This week a piece by writer Leigh Page was published with the title Doctor, Don’t Give Up on Me!.” Mr. Page addresses a very small, but very important sliver of the population. He details insights into patients who want to continue treatment despite physicians’ warning not to do so. This is a difficult subject to address. For those of us with extensive experience in caring for patients and families in this type of scenario I believe there would be an easy consensus that this issue cannot be adequately explored in a single article. But I am glad Mr. Page raised the issue and will take the opportunity to explore some critical aspects of this topic over the next few blog posts.

The examples Mr. Page uses are from hospitalized patients. That’s the right place to start because it’s clear talking through goals of care is something initiated in the hospital rather than further upstream in a patient’s journey. But we know that people make decisions during a hospital stay differently then they would at home in “steady state.” When you’re hospitalized its often times of physical and emotional distress. Test results are pending. New specialists are coming to see you to render an opinion. You have over 20 strangers per day coming in and out of your room, disrupting your sleep, peppering you with questions that seem unrelated to why you have terrible back pain or difficulty breathing. The familiar faces you know from the clinic or office are often absent. Family members are at work or otherwise absent during the day when most of the information is coming at you in a fashion that is too fast and too technical. How can someone possibly make thoughtful decisions about their future under these circumstances?

Imagine a different way. What if patient and family members had on-going education and discussion about the state of their illness and their goals. Consider how care would look if we started these conversations from the time of diagnosis. What if patients had time to to digest the information they receive over days, weeks, or months before an inevitable hospitalization. They can reflect, pray, discuss, or process the information in a way that is most befitting for them. Family members could be involved. They would feel consulted, involved, and recognized as an important part of the patient’s care. Then when it is time to be hospitalized everyone is on the same page about next steps. Instead of the conversation starting in the hospital there is a review of the series of conversations that were held leading up to this point.

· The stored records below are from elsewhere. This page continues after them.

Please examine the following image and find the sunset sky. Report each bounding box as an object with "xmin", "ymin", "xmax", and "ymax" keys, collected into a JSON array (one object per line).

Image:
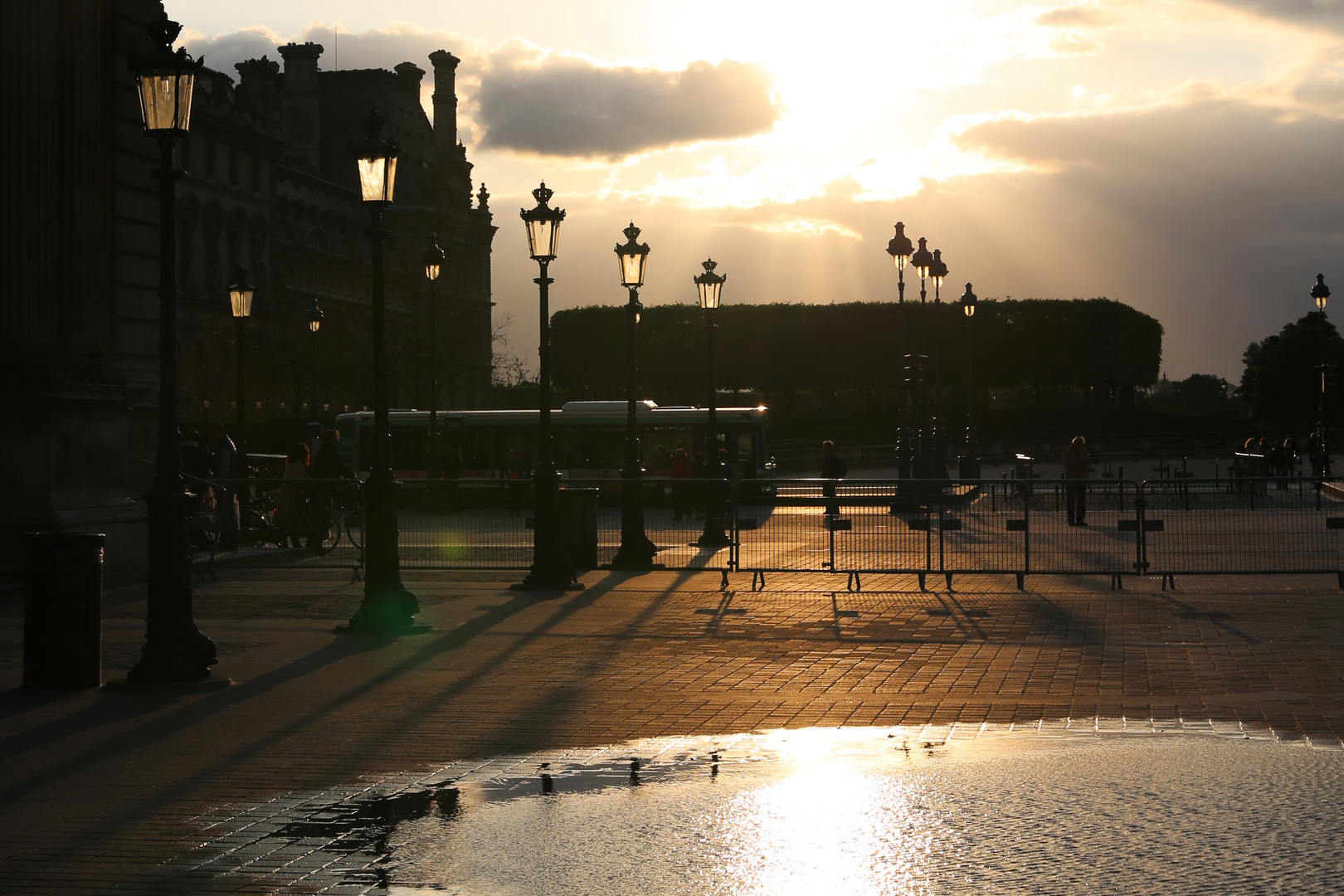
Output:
[{"xmin": 165, "ymin": 0, "xmax": 1344, "ymax": 381}]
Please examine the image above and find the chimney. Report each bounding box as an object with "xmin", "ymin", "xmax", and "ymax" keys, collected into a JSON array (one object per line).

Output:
[
  {"xmin": 429, "ymin": 50, "xmax": 461, "ymax": 150},
  {"xmin": 280, "ymin": 41, "xmax": 323, "ymax": 173},
  {"xmin": 234, "ymin": 56, "xmax": 280, "ymax": 118},
  {"xmin": 392, "ymin": 61, "xmax": 425, "ymax": 97}
]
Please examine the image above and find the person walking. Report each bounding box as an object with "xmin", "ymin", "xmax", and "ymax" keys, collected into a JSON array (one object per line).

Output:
[
  {"xmin": 821, "ymin": 439, "xmax": 850, "ymax": 516},
  {"xmin": 670, "ymin": 449, "xmax": 692, "ymax": 520},
  {"xmin": 308, "ymin": 430, "xmax": 355, "ymax": 551},
  {"xmin": 210, "ymin": 423, "xmax": 242, "ymax": 551},
  {"xmin": 1059, "ymin": 436, "xmax": 1091, "ymax": 525},
  {"xmin": 275, "ymin": 442, "xmax": 308, "ymax": 548}
]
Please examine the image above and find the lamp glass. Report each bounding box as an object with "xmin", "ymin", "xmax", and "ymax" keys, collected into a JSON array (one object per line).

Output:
[
  {"xmin": 616, "ymin": 252, "xmax": 649, "ymax": 286},
  {"xmin": 527, "ymin": 217, "xmax": 561, "ymax": 261},
  {"xmin": 228, "ymin": 285, "xmax": 253, "ymax": 317},
  {"xmin": 356, "ymin": 156, "xmax": 397, "ymax": 202},
  {"xmin": 139, "ymin": 69, "xmax": 197, "ymax": 133}
]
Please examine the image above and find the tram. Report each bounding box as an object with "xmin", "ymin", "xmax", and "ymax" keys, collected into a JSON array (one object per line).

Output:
[{"xmin": 336, "ymin": 402, "xmax": 774, "ymax": 480}]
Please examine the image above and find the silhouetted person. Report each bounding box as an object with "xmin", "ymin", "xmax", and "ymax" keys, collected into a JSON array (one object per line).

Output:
[
  {"xmin": 821, "ymin": 439, "xmax": 850, "ymax": 516},
  {"xmin": 1059, "ymin": 436, "xmax": 1091, "ymax": 525},
  {"xmin": 210, "ymin": 423, "xmax": 243, "ymax": 551},
  {"xmin": 308, "ymin": 430, "xmax": 355, "ymax": 549},
  {"xmin": 672, "ymin": 449, "xmax": 691, "ymax": 520}
]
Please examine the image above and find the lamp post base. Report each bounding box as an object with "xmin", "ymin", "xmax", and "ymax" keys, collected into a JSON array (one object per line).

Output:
[{"xmin": 336, "ymin": 583, "xmax": 419, "ymax": 634}]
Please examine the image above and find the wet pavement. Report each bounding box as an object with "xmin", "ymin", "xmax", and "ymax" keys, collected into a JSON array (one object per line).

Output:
[
  {"xmin": 168, "ymin": 718, "xmax": 1344, "ymax": 896},
  {"xmin": 0, "ymin": 571, "xmax": 1344, "ymax": 896}
]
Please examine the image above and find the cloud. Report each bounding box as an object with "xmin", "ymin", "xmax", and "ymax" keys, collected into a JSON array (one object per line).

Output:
[
  {"xmin": 479, "ymin": 41, "xmax": 782, "ymax": 158},
  {"xmin": 1208, "ymin": 0, "xmax": 1344, "ymax": 31}
]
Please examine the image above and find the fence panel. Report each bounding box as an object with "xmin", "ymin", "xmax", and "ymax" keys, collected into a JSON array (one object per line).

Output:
[{"xmin": 1144, "ymin": 477, "xmax": 1344, "ymax": 575}]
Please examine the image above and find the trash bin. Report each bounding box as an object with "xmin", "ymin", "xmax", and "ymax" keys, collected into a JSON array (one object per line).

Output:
[
  {"xmin": 19, "ymin": 533, "xmax": 106, "ymax": 688},
  {"xmin": 561, "ymin": 489, "xmax": 598, "ymax": 570}
]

Would this change the degree of disagreement and conflict? Absolutely! This is something I’ve seen for over a decade in providing advance care planning (ACP). And the studies strongly support this. In bringing this back to Mr. Page’s article, timing is critical when it comes to preventing the problem he addresses. To be effective, ACP needs to happen early and regularly. If we achieve this as a society then the level of distress and dissent described in the article will in large part be prevented.